Software Licensing and Open Access

October 21, 2015Uncategorizedcomputer software, data sharing, EPSRC, GitHub, licencing, licensing, open data, reproducibility, software, software repository, Software Sustainability InstituteOffice of Scholarly Communication

As part of the Office of Scholarly Communication Open Access Week celebrations, we are uploading a blog a day written by members of the team.
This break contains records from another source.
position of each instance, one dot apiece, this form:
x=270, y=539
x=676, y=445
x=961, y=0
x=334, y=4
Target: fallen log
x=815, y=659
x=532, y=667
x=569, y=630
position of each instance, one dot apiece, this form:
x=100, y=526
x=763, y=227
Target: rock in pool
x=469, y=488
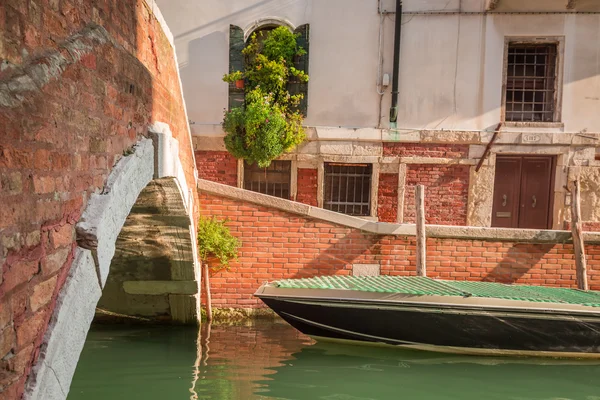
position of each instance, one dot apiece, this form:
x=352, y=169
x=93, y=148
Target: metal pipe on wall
x=396, y=68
Wednesday is a piece by Dr Marta Teperek reporting on the Software Licensing Workshop held on 14 September 2015 at Cambridge.

Uncertainties about sharing and licensing of software

If the questions that the Research Data Service Team have been asked during data sharing information sessions with over 1000 researchers at the University of Cambridge are any indicator, then there is a great deal of confusion about sharing source code.

There have been a wide range of questions during the discussions in these sessions, and the Research Data Service Team has recorded these. We are systematically ensuring that the information we are providing to our research community is valid and accurate. To address the questions about source code we decided to call in expert help. Shoaib Sufi and Neil Chue Hong* from the Software Sustainability Institute agreed to lead a workshop on Software Licensing in September, at the Computer Lab in Cambridge. Shoaib’s slides are here, and Neil’s slides on Open Access policies and software sharing are here.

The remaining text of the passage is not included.